Ma che tipo di vitamina D è opportuno assumere? Per fare chiarezza su quale tra le molecole di vitamina D vada usata – si legge in una nota – è necessario partire dalla fisiologia, perché è importante comprendere come molecole quali colecalciferolo, calcitriolo e calcifediolo siano tutte forme di vitamina D che si trovano nell’organismo e nel sangue, con caratteristiche e destinazioni d’uso diverse. Se il calcifediolo ed il calcitriolo sono molecole utili in alcune particolari situazioni che riguardano popolazioni ristrette, quale ad esempio i pazienti con insufficienza epatica o renale, la vitamina D per la popolazione generale è colecalciferolo perché è la molecola sintetizzata dalla cute che viene esposta ai raggi solari.
“Il problema – spiega Giustina – è legato proprio alla fisiologia ed è tutto riconducibile all’organismo. Nella maggior parte dei casi all’organismo manca il colecalciferolo, perché non viene prodotto dalla pelle. Il rischio di usare vitamine D più attive come soprattutto il calcitriolo, quando non è necessario, è di sovraccaricare l’organismo”.

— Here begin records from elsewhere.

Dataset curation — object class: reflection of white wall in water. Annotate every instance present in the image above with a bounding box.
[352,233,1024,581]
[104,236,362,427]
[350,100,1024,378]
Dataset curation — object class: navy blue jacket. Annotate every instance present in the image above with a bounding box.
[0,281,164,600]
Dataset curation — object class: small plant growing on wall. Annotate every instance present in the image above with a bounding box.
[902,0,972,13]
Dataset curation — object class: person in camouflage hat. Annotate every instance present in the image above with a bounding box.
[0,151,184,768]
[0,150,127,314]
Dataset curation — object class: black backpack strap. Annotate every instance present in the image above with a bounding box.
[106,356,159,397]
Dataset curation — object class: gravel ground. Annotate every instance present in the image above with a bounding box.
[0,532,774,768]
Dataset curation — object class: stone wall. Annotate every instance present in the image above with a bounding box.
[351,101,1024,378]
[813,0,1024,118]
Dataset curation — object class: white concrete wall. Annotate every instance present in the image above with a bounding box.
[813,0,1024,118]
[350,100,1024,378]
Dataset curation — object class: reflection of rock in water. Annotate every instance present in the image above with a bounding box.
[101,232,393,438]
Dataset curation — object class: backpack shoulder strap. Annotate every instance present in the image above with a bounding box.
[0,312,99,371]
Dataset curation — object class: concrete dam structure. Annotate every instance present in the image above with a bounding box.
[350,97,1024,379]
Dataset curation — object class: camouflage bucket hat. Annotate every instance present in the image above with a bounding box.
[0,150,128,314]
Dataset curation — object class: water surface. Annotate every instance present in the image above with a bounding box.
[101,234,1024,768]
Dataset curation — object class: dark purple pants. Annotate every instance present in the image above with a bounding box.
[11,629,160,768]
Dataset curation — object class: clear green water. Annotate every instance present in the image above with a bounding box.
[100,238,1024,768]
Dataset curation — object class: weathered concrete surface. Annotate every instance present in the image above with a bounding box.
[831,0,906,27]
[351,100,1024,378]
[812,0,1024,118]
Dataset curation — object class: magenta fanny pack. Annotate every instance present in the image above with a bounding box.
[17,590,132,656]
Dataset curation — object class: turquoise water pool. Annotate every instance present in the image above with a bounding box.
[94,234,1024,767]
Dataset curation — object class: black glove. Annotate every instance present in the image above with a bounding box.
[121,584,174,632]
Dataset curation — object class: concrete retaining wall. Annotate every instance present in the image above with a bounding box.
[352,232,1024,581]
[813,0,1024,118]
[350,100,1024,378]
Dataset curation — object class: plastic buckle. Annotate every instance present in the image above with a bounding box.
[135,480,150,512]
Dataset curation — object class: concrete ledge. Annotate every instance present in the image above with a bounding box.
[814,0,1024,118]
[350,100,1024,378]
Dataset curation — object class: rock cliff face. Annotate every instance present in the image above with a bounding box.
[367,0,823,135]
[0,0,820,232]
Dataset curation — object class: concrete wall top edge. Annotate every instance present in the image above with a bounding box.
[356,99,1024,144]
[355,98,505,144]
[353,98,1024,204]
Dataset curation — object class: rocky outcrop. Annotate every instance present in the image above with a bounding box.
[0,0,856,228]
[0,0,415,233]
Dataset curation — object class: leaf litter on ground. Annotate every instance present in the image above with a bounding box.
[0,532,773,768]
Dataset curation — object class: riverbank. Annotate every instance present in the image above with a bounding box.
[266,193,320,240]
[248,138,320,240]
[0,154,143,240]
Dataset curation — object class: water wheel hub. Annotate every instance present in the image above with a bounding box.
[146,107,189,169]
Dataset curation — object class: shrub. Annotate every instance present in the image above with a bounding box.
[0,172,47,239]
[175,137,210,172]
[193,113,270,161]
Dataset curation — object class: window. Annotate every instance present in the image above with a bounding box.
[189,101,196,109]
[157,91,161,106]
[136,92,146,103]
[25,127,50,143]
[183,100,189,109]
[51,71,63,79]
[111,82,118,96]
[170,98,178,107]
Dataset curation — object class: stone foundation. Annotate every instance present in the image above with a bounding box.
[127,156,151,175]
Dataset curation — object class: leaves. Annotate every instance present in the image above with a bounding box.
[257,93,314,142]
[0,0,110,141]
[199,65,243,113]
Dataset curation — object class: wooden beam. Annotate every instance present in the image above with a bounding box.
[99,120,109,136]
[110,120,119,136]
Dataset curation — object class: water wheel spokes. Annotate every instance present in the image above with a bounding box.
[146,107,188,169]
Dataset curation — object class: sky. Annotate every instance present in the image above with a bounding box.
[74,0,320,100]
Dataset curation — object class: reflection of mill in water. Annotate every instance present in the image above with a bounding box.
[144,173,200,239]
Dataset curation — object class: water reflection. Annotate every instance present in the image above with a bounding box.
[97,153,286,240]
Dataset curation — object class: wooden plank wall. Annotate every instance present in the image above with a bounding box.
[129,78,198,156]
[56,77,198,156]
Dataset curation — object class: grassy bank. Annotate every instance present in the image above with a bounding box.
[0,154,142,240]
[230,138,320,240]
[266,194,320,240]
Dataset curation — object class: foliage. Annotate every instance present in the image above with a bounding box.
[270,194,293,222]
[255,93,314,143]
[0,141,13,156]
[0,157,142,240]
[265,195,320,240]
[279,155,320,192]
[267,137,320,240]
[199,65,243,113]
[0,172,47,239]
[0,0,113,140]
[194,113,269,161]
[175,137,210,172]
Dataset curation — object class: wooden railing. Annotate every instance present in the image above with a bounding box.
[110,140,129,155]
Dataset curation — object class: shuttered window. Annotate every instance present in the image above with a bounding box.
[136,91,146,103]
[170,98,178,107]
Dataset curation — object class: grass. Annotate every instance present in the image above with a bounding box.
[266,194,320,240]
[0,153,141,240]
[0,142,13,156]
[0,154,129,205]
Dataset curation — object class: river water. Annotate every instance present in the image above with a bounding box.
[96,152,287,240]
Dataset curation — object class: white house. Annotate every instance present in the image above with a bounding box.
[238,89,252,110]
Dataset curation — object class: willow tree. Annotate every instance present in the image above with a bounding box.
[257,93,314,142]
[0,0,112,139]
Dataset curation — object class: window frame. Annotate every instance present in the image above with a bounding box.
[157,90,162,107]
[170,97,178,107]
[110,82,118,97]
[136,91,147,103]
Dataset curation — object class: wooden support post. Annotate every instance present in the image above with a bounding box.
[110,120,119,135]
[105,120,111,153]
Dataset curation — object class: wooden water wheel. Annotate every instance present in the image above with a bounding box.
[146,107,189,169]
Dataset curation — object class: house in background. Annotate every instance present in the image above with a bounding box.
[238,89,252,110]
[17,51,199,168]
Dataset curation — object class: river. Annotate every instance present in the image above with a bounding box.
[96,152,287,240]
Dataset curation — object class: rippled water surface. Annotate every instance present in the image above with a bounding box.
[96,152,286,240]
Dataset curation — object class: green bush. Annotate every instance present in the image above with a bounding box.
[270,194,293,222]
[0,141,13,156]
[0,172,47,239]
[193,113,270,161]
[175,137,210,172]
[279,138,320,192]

Fra i temi anche il ‘legame’ tra vitamina D e Covid-19: i pazienti colpiti da SarS-Cov-2 – ricorda la nota – hanno una prevalenza elevatissima di bassa vitamina D. La ricerca è quindi focalizzata a capire se l’ipovitaminosi D sia un effetto del Covid-19 o se sia una precondizione che rende le persone più soggette ad essere colpite dall’infezione. “La vitamina D – sottolinea Giustina – potrebbe avere un ruolo soprattutto in ambito di prevenzione del Covid-19, come recenti metanalisi rilevano per altre infezioni respiratorie, mentre il suo impiego in ambito terapeutico in associazione ad antinfiammatori e antivirali è in fase di studio e con dati preliminari non univoci”.
Tra gli argomenti che verranno affrontati dagli esperti, la preparazione di linee guida, attese entro fine anno, dedicate alla supplementazione della vitamina D in soggetti obesi o diabetici che si sottopongono ad interventi di chirurgia bariatrica. “Questo argomento – conclude il primario di endocrinologia del San Raffaele di Milano – è importante sia perché ad oggi non esistono indicazioni scientifiche in merito sia perché gli interventi di chirurgia bariatrica antiobesità, sono progressivamente aumentati di numero negli ultimi anni”.